June 14, 2004
Texas Instruments (TI) is talking to telecommunications equipment manufacturers and network operators about adopting a unified DSL standard called Uni-DSL (UDSL) which incorporates all the DSL types - ADSL, ADSL2, ADSL2+, VDSL, VDSL2 and UHDSL (ultra high-speed DSL).
"We’re in discussions with worldwide operators on the concept and we’re in strategic discussions with key customers," said Michael Seidl, TI’s European DSL business development manager for broadband communications.
TI intends to start production of UDSL chip-sets in June 2005, with the first equipment to use them coming out in June 2006 and with projected mass deployment in June 2007.
The idea is to cater for the different geographical ambitions of the telcos and the different requirements of consumer with one universal chipset.
For instance, France is focusing on video over low data rates (6-10Mbit/s); Italy is focusing on video over high speed DSL (10Mbit/s symmetric); the UK and Germany are mainly concerned with achieving 100 per cent coverage; Japan is going for fibre plus VDSL; Korea is targetting high data rate; China wants ADSL with reach extension and is not, yet, concerned with high data rate.

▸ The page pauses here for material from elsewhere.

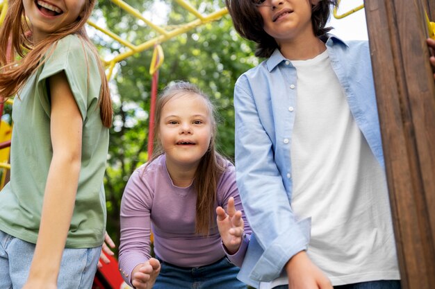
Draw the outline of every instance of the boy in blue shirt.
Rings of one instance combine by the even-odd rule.
[[[234,89],[237,182],[254,232],[239,278],[400,288],[368,43],[327,33],[336,0],[226,4],[268,58]]]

Therefore, a UDSL chipset ranging from the 8Mbit/s of ADSL up to the 100Mbit/s symmetric of UHDSL, should suit all geographies.
"It provides a universal service so a consumer can sign up to anything he likes," said Seidl. For network operators it allows the provision of the ‘triple play’ of voice, video and data.
UDSL will be backwards compatible with installed equipment. "It allows operators to provide all DMT-based services off one line, and on home gateways, making deployment more affordable," said Seidl.